Le recours à la force est plus fréquent chez les détenus indigènes et noirs : enquêteur correctionnel
OTTAWA — Selon l’enquêteur correctionnel du Canada, les détenus autochtones et noirs sont plus souvent victimes d’un recours à la force que tout autre groupe racial.
Leticia Gutierrez, conseillère principale en matière de politiques au bureau de l’enquêteur, a déclaré que son enquête a révélé que le fait de s’identifier comme une personne autochtone ou noire était associé à une plus grande probabilité d’être impliqué dans un incident de recours à la force.
Cela était vrai quels que soient les facteurs tels que le niveau de risque, le niveau de sécurité, l’âge ou le sexe et « lorsque tout était égal, pour ainsi dire », a-t-elle ajouté.
L’enquête du bureau, qui a examiné près de 10 000 cas documentés de recours à la force entre 2015 et 2020, a montré que ces incidents ont augmenté au cours de cette période malgré une baisse globale de la population carcérale.
Les détenus autochtones, noirs et d’autres groupes racialisés ont été à l’origine de 60 % de tous les recours à la force, alors qu’ils représentent 44 % de la population carcérale fédérale, indique le rapport.
« Nous avons constaté une augmentation incroyable du recours à la force au cours des deux dernières années », a déclaré l’enquêteur correctionnel Ivan Zinger.
« Nous avons également constaté une augmentation des tentatives de suicide et d’automutilation. Et cela ne fait que suggérer la frustration et les dommages psychologiques qui se produisent ici. »
Le service correctionnel définit le recours à la force comme toute action du personnel visant à « obtenir la coopération et le contrôle d’un détenu » en adoptant des mesures telles que la contention, la manipulation physique, le gaz poivré ou l’utilisation de matraques ou d’armes à feu.
L’enquête du bureau a révélé que le gaz poivré était le type de force le plus communément utilisé, représentant 42 pour cent de toute la force utilisée dans tous les incidents examinés.
Zinger a publié son rapport annuel jeudi et dit que l’enquête indique un biais racial dans l’application de l’usage de la force dans les prisons fédérales.
« Ce qui est le plus important pour moi, c’est que lorsque vous avez une organisation et une agence qui a beaucoup d’autorité et de pouvoir sur les individus, qu’ils fassent tout ce qu’ils peuvent pour s’assurer que ces préjugés inconscients ne conduisent pas à des résultats négatifs. »
Zinger demande au gouvernement de signer un traité international visant à prévenir la torture, appelé Protocole facultatif à la Convention contre la torture, qui créerait un cadre pour une inspection indépendante de tous les lieux de détention au Canada.
Anne Kelly, commissaire du Service correctionnel du Canada, a déclaré que le service examine attentivement toutes les recommandations formulées dans le rapport de Zinger et prend des mesures concrètes pour y donner suite.

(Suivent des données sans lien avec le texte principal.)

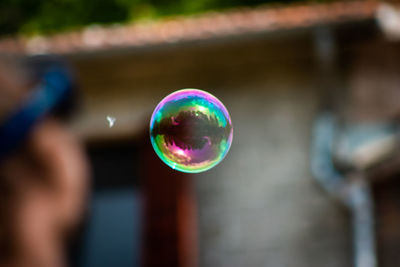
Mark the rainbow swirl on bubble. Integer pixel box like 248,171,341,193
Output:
150,89,233,173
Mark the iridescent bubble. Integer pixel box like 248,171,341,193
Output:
150,89,233,173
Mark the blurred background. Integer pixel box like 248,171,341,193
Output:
0,0,400,267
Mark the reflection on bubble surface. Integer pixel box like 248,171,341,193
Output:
150,89,233,173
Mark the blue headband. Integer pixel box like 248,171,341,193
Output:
0,68,71,161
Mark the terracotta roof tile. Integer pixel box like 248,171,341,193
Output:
0,0,380,54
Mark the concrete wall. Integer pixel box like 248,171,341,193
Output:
71,27,351,267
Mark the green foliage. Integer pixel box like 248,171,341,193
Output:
0,0,304,35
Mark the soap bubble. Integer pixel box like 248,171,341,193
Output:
150,89,233,173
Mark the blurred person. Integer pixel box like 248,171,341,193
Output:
0,56,88,267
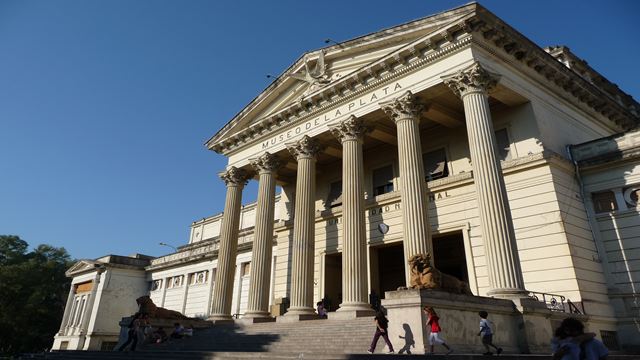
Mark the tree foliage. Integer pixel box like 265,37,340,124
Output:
0,235,72,355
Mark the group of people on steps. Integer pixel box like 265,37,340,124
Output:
367,306,609,360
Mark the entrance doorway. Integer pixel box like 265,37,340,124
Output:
370,243,405,299
323,253,342,311
433,231,469,283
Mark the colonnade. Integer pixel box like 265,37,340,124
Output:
211,63,526,320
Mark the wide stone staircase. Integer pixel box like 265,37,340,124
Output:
21,318,631,360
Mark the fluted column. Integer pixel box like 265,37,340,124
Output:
285,136,320,317
330,116,373,317
210,166,247,320
380,91,434,286
245,152,281,318
443,62,527,298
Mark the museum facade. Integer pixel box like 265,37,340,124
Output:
54,3,640,349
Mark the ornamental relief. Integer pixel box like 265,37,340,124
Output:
329,115,372,142
219,166,249,186
380,91,425,121
287,135,321,160
442,62,500,97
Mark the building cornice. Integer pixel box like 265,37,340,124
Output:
472,9,640,130
206,4,640,155
206,19,471,155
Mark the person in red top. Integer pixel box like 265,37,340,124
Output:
422,306,453,355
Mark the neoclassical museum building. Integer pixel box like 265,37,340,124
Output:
54,3,640,349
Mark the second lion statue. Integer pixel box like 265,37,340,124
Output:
409,253,473,295
136,295,191,320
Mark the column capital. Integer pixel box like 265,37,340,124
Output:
218,166,249,187
442,62,500,97
285,135,321,160
249,151,282,174
329,115,371,142
379,91,425,121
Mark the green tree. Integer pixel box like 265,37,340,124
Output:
0,235,73,355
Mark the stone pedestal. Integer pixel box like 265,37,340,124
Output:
380,91,433,286
210,166,247,321
443,63,528,299
382,290,556,354
278,135,320,321
245,152,281,322
330,115,374,319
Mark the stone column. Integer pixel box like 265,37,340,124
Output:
210,166,248,321
380,91,433,286
443,62,528,298
285,135,320,319
330,116,374,318
58,284,76,335
245,152,281,319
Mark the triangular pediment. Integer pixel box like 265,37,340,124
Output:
65,260,99,277
206,3,477,149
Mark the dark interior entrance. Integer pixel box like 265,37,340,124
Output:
371,243,405,299
433,231,469,283
323,253,342,311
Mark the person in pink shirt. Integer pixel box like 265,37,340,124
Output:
422,306,453,355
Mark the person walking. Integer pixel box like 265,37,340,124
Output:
367,310,394,354
551,317,609,360
117,313,140,351
478,310,502,355
422,306,453,355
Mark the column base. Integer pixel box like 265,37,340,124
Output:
276,307,320,322
207,314,234,325
235,316,276,325
276,313,321,323
329,303,376,320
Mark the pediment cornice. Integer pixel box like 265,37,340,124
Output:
206,3,640,155
206,15,478,154
65,260,100,277
472,8,640,130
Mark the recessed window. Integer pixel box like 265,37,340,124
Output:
151,280,162,291
189,271,209,285
496,129,511,161
373,165,393,196
240,262,251,276
326,181,342,208
422,148,449,181
591,191,618,213
167,275,184,289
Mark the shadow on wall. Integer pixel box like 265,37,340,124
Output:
140,324,280,352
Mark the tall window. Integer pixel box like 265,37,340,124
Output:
373,165,393,196
422,148,449,181
496,129,511,161
326,181,342,208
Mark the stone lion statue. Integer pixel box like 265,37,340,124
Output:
136,295,191,320
409,253,473,295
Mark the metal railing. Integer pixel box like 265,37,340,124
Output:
529,291,586,315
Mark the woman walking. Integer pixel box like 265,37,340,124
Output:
422,306,453,355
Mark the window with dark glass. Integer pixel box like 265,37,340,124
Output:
373,165,393,196
422,148,449,181
326,181,342,208
591,191,618,213
496,129,511,161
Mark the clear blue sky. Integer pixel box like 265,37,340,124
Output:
0,0,640,258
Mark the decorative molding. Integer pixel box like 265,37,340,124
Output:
206,31,472,154
219,166,249,186
249,151,282,173
442,61,500,98
329,115,372,142
379,91,426,121
285,135,321,160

Le service correctionnel prend le recours à la force très au sérieux et utilise un modèle d’intervention qui sert à désamorcer les situations, notamment en parlant comme première étape, a déclaré Mme Kelly.

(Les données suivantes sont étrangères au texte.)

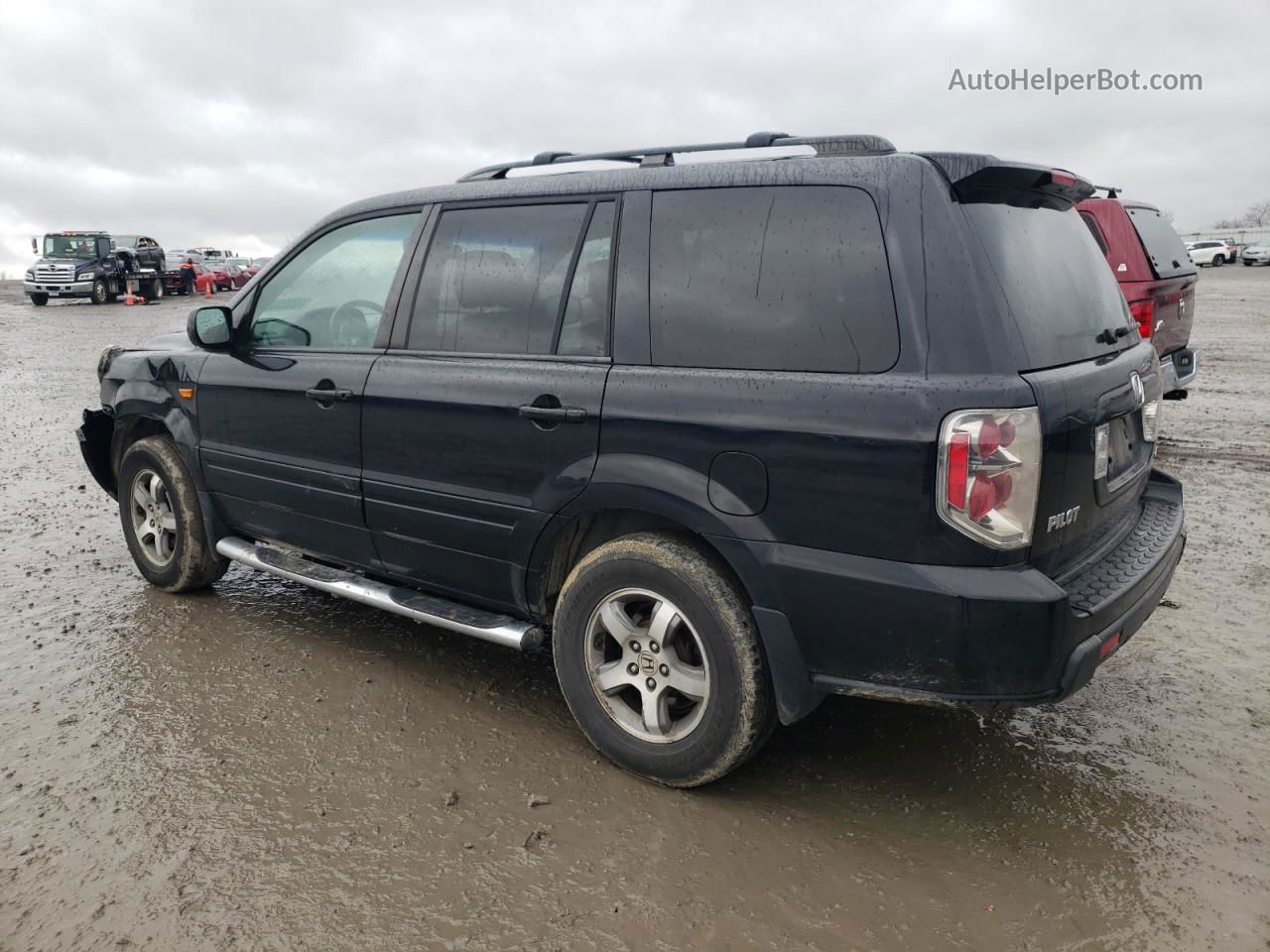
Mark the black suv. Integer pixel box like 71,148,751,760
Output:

Le service correctionnel a déclaré qu’il recommande d’élaborer un plan d’action en consultation avec les parties prenantes afin d’aborder la relation entre le recours à la force et le racisme systémique à l’encontre des détenus autochtones et noirs.
Zinger a déclaré que la réponse du service était « défensive et inappropriée, et que le service correctionnel peut certainement faire mieux ». Il a ajouté que puisque le service a reçu son rapport plus tôt que le public, il aurait déjà dû commencer à créer un plan d’action pour lutter contre les préjugés.
« Je ne suis pas convaincu que le Service correctionnel du Canada ait reconnu de manière adéquate ou répondu à des preuves convaincantes du rôle unique que la race semble jouer dans la façon dont la force est appliquée, à quelle fréquence elle est utilisée et contre qui. »
Ce rapport de La Presse Canadienne a été publié pour la première fois le 10 février 2022.